Sights and Attractons - London
Last Updated: 28th Apr 2013
London is one of the worlds most famous and iconic cities along with Paris and New York. People travel form all over Europe and the world to visit, live and work in the city and you need months to do and see everything this city has to offer….and that would only be scratching the surface. London is also the gateway to Europe and the starting point for many Contiki tours.
The Royal National and Imperial Hotels are the accommodation used by Contiki and are in the heart of central London with all these sights on your doorstep.
Covent Garden (its not a garden!) and Leicester Square – very touristy but very lively, lots of theaters and shows, restaurants shops entertainment galleries.
Soho is the gay-ish area of London but there are lots of street cafes, restaurants, bars, clubs and a cool, liberal vibe.
The Thames and South Bank
A little further a field but still with walking distance or a short tube ride is the Thames River and the South Bank area.
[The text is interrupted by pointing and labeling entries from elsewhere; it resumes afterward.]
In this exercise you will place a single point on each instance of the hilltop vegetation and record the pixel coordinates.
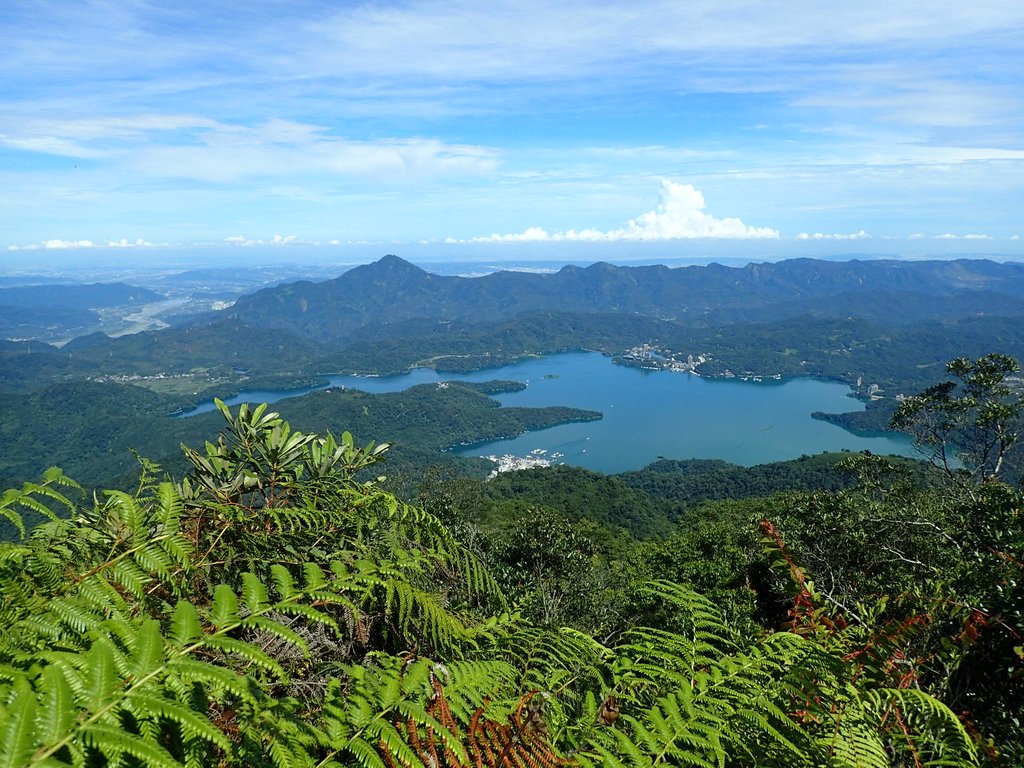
(274, 607)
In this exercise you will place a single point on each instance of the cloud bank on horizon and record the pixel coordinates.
(267, 122)
(679, 216)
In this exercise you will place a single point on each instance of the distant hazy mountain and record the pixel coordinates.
(391, 290)
(91, 296)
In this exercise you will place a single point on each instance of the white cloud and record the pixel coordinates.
(820, 236)
(679, 216)
(276, 240)
(187, 146)
(69, 245)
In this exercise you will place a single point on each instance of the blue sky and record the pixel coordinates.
(452, 125)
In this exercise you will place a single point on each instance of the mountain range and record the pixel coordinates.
(393, 291)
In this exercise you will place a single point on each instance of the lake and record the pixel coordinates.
(649, 414)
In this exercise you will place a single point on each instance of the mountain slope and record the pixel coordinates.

From Waterloo Station you can walk along the river towards London Bridge, perhaps stopping off at the stop of at the National Film Theatre (NFT) to have a drink outside or go see a rare film. There’s also Gabriel’s Wharf – a little area with stalls and food and the OXO Tower which always has an exhibition at the bottom along with little boutiques.
If you keep going you’ll reach the Tate Modern Art Gallery. This big old famous art gallery is filled with anything but old art and you wont be able or want to miss it. A bit further along is Shakespeare’s Globe Theatre where you probably have to book to see the Royal Shakespeare Company perform in an old open air theatre.
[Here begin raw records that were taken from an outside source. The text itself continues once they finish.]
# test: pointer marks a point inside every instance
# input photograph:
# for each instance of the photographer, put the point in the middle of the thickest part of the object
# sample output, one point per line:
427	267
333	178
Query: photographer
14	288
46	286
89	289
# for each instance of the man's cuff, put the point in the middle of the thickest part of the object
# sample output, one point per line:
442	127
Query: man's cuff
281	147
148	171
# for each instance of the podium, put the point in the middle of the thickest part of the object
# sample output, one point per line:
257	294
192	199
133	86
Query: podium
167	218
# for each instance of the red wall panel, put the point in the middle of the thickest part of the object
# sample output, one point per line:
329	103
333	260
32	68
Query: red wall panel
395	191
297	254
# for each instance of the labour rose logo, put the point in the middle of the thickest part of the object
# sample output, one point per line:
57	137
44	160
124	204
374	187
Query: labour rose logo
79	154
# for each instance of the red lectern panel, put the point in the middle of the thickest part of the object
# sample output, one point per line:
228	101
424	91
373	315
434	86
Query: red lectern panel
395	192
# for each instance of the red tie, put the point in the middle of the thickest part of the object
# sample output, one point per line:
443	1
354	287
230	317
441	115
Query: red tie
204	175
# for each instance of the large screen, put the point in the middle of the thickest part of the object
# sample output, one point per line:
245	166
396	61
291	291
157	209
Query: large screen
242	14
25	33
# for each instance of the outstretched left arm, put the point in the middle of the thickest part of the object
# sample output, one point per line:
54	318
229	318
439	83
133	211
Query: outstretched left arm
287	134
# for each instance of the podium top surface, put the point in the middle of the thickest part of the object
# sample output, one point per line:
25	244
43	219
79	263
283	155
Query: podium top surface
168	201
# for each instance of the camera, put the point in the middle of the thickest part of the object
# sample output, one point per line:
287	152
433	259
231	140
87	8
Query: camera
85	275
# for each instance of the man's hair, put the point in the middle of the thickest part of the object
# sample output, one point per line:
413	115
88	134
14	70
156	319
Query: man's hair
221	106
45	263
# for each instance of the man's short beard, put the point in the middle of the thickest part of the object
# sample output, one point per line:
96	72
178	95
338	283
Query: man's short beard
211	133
The London Dungeon is a little bit tacky but fun and can be found the foot of London Bridge.
The Tower of London and Tower Bridge
The Tower of London is excellent and probably the must do thing in London for the history buff. The entry ticket usually includes a guided tour by the Beefeater guards who live at the Tower and give you an awesome rundown on the history of the place. It’s got a great collection of suits of armor (Henry VIII’s huge cod-pieced number is always popular), the Crown Jewels, the famous black crows, you see where Anne Bolin lost her head – loads of stuff to see. You can spend a good couple of hours there.
The most famous bridge in the city by name is of course, London Bridge but it pales in comparison to the world famous Tower Bridge which spans the Thames at the Tower.
South Kensington, along Exhibition Road is home to the Victoria and Albert (V&A) Museum, Natural History Museum, Science Museum, all good and all next to each other. Also nearby is Hyde Park and the Albert Memorial and the Royal Albert Hall.
London is one of the greenest cities in the world and amongst all the buildings and maze of streets there is a myriad of parks, gardens, heaths, greens, commons and squares. The most famous and biggest though is Hyde Park.
Hyde Park is great. You can wander down to The Serpentine, where you can row in a boat or a pedallow or just swim or eat or chill or climb a tree or play frisbee, rollerblade, ride a horse in summer or try and catch a duck.